In-Orbit Container Registry Planning for Fast Image Downloading in LEO Satellite Constellation
摘要
In-orbit computing in Low Earth Orbit (LEO) satellite constellations represents a significant advancement in enhancing the efficiency of satellite data processing. Container-based cloud-native solutions are increasingly applied to enhance the elasticity of in-orbit computing. Albeit with high potential, its performance is significantly constrained by the container image downloading delay via satellite-ground links. Therefore, in-orbit container registry is required so as to reduce expensive image downloading overhead. However, due to the motion of LEO satellites, the network topology changes dynamically, leading to fluctuation in the Inter-Satellite Link (ISL) connectivity and communication rates. This imposes significant challenges to in-orbit container registry planning. Additionally, the planning must also account for the limited on-satellite storage and request popularity.

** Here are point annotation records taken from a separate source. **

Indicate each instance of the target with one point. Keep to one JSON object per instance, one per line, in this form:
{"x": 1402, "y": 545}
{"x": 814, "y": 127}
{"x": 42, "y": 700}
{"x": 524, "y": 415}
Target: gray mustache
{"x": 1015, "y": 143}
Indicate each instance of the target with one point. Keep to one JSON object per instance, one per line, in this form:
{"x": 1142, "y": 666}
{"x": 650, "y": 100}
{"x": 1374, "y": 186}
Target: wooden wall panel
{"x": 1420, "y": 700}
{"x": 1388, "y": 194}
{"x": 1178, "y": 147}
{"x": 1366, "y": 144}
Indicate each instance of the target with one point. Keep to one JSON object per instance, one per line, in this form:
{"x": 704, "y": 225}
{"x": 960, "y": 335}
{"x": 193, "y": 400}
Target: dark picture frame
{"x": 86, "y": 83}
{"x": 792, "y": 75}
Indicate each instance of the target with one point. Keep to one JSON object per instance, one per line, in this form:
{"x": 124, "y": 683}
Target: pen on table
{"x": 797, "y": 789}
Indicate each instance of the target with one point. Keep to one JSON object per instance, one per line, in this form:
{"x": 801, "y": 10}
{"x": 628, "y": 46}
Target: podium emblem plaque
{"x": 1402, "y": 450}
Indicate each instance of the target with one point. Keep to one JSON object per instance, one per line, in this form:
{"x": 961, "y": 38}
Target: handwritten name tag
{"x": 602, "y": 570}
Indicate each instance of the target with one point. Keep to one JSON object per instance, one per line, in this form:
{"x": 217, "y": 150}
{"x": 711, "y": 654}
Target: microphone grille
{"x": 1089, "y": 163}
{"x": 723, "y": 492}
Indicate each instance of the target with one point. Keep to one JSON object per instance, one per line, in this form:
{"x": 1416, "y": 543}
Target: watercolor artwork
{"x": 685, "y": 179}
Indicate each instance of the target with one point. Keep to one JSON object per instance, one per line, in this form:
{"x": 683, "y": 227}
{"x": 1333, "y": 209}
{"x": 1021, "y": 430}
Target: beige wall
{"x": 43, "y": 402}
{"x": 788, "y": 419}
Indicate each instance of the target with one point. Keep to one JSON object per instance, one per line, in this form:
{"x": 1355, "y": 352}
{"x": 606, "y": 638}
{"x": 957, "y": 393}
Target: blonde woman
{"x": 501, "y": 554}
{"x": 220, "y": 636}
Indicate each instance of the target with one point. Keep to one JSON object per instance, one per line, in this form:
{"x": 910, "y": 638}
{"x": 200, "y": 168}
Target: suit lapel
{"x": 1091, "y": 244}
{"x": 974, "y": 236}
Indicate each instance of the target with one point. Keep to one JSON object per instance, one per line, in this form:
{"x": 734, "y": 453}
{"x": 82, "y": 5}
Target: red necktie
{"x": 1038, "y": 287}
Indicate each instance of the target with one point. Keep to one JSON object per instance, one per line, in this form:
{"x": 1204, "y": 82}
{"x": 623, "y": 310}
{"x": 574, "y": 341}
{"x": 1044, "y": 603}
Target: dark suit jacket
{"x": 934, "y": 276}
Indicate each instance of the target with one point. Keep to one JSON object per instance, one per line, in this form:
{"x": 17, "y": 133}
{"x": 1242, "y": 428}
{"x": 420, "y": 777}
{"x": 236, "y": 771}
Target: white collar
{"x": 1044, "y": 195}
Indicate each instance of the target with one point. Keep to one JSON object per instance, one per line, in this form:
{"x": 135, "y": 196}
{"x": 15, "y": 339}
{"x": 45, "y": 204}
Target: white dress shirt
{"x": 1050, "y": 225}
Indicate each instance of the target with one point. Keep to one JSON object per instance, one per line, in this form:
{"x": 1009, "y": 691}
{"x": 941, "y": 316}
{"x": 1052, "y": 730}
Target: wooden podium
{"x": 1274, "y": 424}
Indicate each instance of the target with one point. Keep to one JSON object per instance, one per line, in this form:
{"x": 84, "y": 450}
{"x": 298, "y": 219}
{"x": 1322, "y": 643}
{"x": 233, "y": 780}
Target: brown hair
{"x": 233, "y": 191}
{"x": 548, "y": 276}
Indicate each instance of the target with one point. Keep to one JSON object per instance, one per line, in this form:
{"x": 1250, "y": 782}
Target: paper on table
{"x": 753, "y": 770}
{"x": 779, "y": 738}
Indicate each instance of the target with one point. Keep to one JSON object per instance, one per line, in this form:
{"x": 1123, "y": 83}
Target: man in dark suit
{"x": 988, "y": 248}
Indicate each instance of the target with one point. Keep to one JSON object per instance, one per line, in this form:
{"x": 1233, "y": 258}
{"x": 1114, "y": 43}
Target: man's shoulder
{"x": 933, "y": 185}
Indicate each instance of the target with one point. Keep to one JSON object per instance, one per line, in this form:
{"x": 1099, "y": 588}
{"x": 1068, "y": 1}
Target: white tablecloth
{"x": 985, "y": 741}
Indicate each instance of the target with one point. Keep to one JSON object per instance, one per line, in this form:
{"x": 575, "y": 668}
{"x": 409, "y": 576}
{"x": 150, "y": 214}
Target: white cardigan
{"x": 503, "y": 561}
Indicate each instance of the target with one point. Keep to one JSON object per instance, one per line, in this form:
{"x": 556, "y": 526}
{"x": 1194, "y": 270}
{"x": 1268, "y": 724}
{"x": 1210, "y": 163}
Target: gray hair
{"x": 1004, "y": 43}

To this end, we investigate the problem of in-orbit container registry planning for overall downloading time minimization. The problem is formulated into an ILP form and proved to be NP-hard. We further propose the In-orbit Registry Planning algorithm based on Randomized Rounding (RR-IRP). The experimental results demonstrate the effectiveness of our RR-IRP algorithm, which averagely reduces container image download time by \(22.71\%\) compared to classic solutions.